Bagneres de Luchon Il Tour è al centro del mondo, ma rischia di finire nelle banlieue, alla periferia di tutto. Ed è alla periferia di Carcassonne che la corsa subisce un gancio al mento. Un duro colpo all'immagine e alla credibilità di una corsa planetaria. Come se non bastassero i fumogeni e i tifosi scalmanati. I sacchetti di acqua e di urina gettati addosso a Chris Froome. Gli sputi e le spinte all'indirizzo dei corridori del team Sky. I selfie dei webeti in mezzo alla strada e le uova marce. Non ultima la tracolla di una macchina fotografica che ha provocato la caduta del nostro Vincenzo Nibali, costretto a tornare a casa con una vertebra (la 10° toracica, ndr), fratturata e compressa (del 26%, ndr). Ieri un nuovo episodio. Dopo soli 29 km di corsa. Da Carcassonne a Bagneres de Luchon, prima giornata pirenaica, la corsa si ferma. Diversi contadini, che protestano per i sussidi statali che il governo vuole cancellare, posizionano alcune balle di paglia sulla sede stradale. La polizia francese, per allontanarli e liberare la strada, ricorre a gas lacrimogeni e al peperoncino, provocando in gruppo diversi problemi respiratori e di lacrimazione.
Coinvolti una decina di corridori, che sono prontamente trattati dal servizio medico del Tour: tra loro, la maglia gialla Geraint Thomas, il campione del mondo nonché maglia verde del Tour Peter Sagan e il nostro Sonny Colbrelli, bresciano, compagno di squadra di Nibali al Team Bahrain Merida.
Per spiegare la situazione nella quale si trovano e si sono trovati ieri i corridori, Peter Sagan, prima di prendere il collirio fornito dallo staff medico del Tour, ha chiesto espressamente se «è sicuro»: quindi, senza pericolose conseguenze dopanti. Ricevuta una risposta affermativa, l'iridato, ha provveduto al trattamento. Per la serie: fidarsi è bene, non fidarsi è meglio.
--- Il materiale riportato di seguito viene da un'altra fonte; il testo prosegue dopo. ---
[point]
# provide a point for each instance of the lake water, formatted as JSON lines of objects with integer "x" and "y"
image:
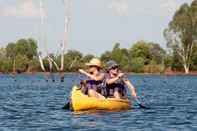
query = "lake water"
{"x": 28, "y": 102}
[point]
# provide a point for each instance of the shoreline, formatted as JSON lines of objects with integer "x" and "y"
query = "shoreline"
{"x": 192, "y": 73}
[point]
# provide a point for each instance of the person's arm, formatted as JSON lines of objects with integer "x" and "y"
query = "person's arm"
{"x": 96, "y": 78}
{"x": 112, "y": 80}
{"x": 131, "y": 88}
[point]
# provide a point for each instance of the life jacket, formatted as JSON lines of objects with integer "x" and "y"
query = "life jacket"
{"x": 118, "y": 85}
{"x": 98, "y": 86}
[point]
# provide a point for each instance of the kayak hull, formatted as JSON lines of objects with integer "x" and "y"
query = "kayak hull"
{"x": 81, "y": 102}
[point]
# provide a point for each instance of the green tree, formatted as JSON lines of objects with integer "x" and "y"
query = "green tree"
{"x": 137, "y": 64}
{"x": 141, "y": 49}
{"x": 157, "y": 53}
{"x": 181, "y": 34}
{"x": 121, "y": 56}
{"x": 73, "y": 60}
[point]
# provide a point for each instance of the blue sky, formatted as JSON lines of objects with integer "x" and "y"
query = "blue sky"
{"x": 95, "y": 25}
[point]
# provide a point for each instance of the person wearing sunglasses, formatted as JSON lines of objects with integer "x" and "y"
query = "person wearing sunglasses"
{"x": 116, "y": 83}
{"x": 95, "y": 79}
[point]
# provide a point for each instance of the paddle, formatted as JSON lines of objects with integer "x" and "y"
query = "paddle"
{"x": 67, "y": 106}
{"x": 125, "y": 78}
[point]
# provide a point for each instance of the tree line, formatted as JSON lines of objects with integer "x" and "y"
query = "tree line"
{"x": 141, "y": 57}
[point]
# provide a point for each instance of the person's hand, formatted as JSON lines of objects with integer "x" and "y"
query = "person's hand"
{"x": 82, "y": 71}
{"x": 120, "y": 75}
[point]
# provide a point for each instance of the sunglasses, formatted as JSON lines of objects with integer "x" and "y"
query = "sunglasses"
{"x": 115, "y": 67}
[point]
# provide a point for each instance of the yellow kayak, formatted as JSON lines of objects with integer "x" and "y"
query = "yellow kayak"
{"x": 81, "y": 102}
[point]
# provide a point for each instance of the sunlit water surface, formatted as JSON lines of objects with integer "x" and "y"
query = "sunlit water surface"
{"x": 28, "y": 102}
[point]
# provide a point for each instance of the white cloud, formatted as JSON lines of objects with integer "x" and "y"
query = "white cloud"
{"x": 24, "y": 8}
{"x": 169, "y": 6}
{"x": 120, "y": 7}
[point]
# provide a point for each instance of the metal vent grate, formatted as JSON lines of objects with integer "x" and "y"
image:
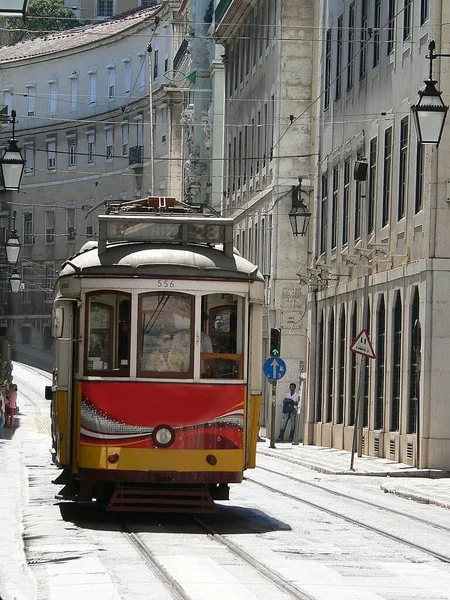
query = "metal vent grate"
{"x": 392, "y": 447}
{"x": 409, "y": 451}
{"x": 376, "y": 446}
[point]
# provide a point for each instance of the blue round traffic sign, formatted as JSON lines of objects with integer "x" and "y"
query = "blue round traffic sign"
{"x": 274, "y": 368}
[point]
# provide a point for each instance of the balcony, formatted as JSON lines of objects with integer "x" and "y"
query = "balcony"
{"x": 136, "y": 155}
{"x": 227, "y": 16}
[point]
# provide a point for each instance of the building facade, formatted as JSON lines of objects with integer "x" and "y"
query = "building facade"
{"x": 382, "y": 218}
{"x": 83, "y": 123}
{"x": 268, "y": 146}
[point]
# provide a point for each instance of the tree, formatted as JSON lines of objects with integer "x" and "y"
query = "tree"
{"x": 43, "y": 16}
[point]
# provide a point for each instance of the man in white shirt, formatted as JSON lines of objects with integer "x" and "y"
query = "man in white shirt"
{"x": 290, "y": 404}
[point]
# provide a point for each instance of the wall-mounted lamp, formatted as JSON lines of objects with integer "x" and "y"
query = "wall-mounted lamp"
{"x": 430, "y": 112}
{"x": 299, "y": 215}
{"x": 13, "y": 8}
{"x": 13, "y": 243}
{"x": 12, "y": 162}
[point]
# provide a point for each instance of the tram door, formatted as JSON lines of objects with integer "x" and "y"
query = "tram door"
{"x": 63, "y": 389}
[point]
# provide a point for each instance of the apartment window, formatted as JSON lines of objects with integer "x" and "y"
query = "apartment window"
{"x": 341, "y": 374}
{"x": 387, "y": 176}
{"x": 111, "y": 84}
{"x": 105, "y": 8}
{"x": 29, "y": 158}
{"x": 92, "y": 88}
{"x": 358, "y": 210}
{"x": 109, "y": 143}
{"x": 326, "y": 100}
{"x": 403, "y": 168}
{"x": 155, "y": 64}
{"x": 397, "y": 365}
{"x": 125, "y": 132}
{"x": 339, "y": 51}
{"x": 28, "y": 284}
{"x": 420, "y": 164}
{"x": 391, "y": 26}
{"x": 353, "y": 367}
{"x": 424, "y": 11}
{"x": 51, "y": 155}
{"x": 324, "y": 214}
{"x": 28, "y": 236}
{"x": 376, "y": 33}
{"x": 49, "y": 280}
{"x": 127, "y": 76}
{"x": 380, "y": 366}
{"x": 31, "y": 100}
{"x": 372, "y": 185}
{"x": 320, "y": 353}
{"x": 363, "y": 42}
{"x": 334, "y": 207}
{"x": 163, "y": 124}
{"x": 52, "y": 96}
{"x": 49, "y": 227}
{"x": 91, "y": 148}
{"x": 346, "y": 202}
{"x": 413, "y": 400}
{"x": 74, "y": 93}
{"x": 407, "y": 8}
{"x": 330, "y": 379}
{"x": 71, "y": 221}
{"x": 142, "y": 70}
{"x": 350, "y": 45}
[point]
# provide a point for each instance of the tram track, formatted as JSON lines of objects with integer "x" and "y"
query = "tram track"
{"x": 135, "y": 539}
{"x": 392, "y": 511}
{"x": 442, "y": 557}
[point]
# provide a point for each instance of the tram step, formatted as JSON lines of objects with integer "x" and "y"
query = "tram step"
{"x": 162, "y": 500}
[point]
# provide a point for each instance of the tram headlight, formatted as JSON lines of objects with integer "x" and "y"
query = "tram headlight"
{"x": 163, "y": 436}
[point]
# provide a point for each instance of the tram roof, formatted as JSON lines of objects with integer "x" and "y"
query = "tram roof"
{"x": 122, "y": 259}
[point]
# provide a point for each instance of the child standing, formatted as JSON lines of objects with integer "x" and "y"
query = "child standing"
{"x": 12, "y": 401}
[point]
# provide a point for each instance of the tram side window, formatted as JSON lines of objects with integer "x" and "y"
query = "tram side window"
{"x": 166, "y": 334}
{"x": 222, "y": 351}
{"x": 108, "y": 327}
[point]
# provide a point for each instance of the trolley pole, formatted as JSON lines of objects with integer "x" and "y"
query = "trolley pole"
{"x": 273, "y": 414}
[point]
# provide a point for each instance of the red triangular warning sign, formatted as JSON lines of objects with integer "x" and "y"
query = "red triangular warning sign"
{"x": 363, "y": 345}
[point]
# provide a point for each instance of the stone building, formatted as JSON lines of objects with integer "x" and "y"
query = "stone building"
{"x": 382, "y": 217}
{"x": 83, "y": 123}
{"x": 268, "y": 146}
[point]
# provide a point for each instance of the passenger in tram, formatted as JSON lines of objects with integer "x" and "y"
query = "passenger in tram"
{"x": 165, "y": 357}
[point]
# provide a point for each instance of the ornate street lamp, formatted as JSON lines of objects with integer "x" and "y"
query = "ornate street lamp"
{"x": 299, "y": 215}
{"x": 13, "y": 8}
{"x": 13, "y": 243}
{"x": 430, "y": 112}
{"x": 15, "y": 281}
{"x": 12, "y": 162}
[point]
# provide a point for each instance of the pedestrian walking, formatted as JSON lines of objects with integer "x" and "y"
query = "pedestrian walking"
{"x": 290, "y": 404}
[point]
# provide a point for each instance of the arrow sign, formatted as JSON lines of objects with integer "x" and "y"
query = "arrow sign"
{"x": 362, "y": 345}
{"x": 274, "y": 368}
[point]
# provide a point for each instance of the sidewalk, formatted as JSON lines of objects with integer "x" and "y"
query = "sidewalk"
{"x": 422, "y": 485}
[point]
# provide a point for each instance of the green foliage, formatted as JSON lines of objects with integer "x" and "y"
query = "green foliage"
{"x": 43, "y": 16}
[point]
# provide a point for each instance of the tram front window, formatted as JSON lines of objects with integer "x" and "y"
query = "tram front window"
{"x": 108, "y": 327}
{"x": 166, "y": 334}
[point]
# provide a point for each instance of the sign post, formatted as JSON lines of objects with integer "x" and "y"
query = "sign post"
{"x": 274, "y": 368}
{"x": 363, "y": 346}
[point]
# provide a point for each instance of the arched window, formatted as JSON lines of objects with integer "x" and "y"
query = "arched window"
{"x": 329, "y": 415}
{"x": 367, "y": 377}
{"x": 414, "y": 372}
{"x": 319, "y": 395}
{"x": 341, "y": 374}
{"x": 397, "y": 365}
{"x": 353, "y": 334}
{"x": 380, "y": 366}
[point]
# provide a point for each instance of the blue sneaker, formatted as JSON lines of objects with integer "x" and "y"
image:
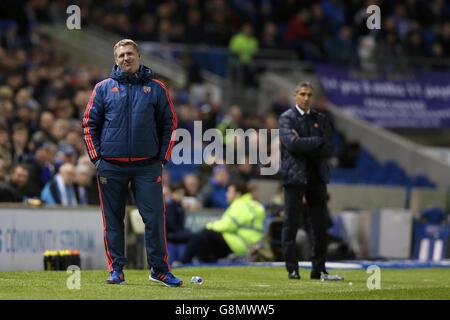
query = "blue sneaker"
{"x": 116, "y": 277}
{"x": 166, "y": 278}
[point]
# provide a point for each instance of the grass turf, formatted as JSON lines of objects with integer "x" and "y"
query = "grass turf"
{"x": 229, "y": 283}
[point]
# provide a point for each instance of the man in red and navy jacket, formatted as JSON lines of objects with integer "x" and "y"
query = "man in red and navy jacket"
{"x": 129, "y": 128}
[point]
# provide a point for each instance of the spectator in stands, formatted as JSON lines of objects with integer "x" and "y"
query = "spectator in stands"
{"x": 211, "y": 114}
{"x": 2, "y": 169}
{"x": 239, "y": 228}
{"x": 342, "y": 49}
{"x": 213, "y": 194}
{"x": 5, "y": 145}
{"x": 60, "y": 190}
{"x": 85, "y": 191}
{"x": 269, "y": 37}
{"x": 217, "y": 27}
{"x": 191, "y": 186}
{"x": 46, "y": 122}
{"x": 195, "y": 30}
{"x": 65, "y": 154}
{"x": 415, "y": 46}
{"x": 305, "y": 172}
{"x": 19, "y": 147}
{"x": 297, "y": 33}
{"x": 244, "y": 171}
{"x": 39, "y": 170}
{"x": 245, "y": 45}
{"x": 14, "y": 189}
{"x": 232, "y": 120}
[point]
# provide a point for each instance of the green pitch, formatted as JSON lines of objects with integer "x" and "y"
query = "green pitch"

Il Tour rischia di finire nelle banlieue, per certi versi c'è già abbondantemente finito, già da un po', visto il clima e i ceffi che lo animano. Non si deve generalizzare, questo è assolutamente vero, ma i casi di hooligans on the road sono ormai numerosi, troppi ed eccessivi.
«È difficile dire qualcosa da lontano ci spiega Mauro Vegni, direttore del Giro d'Italia -, ma quanto successo in queste settimane al Tour, e anche oggi (ieri per chi legge, ndr) poco fuori Carcassonne, dice solo una cosa: che noi organizzatori siamo chiamati a svolgere un mestiere delicatissimo, che deve essere aiutato e supportato in tutto e per tutto.
Io non mi sento di criminalizzare nessuno, assolutamente, sono vicino all'amico Prudhomme (direttore del Tour, ndr) e presto ci incontreremo per fare il punto della situazione, ma su una cosa dobbiamo tutti lavorare: la mancanza di una coscienza civica. Dobbiamo lavorare sì verso la sicurezza e delle forme repressive, ma qui è necessario un profondo salto culturale. I tifosi del ciclismo, quelli veri, devono aiutarci a tenere lontano le mele marce».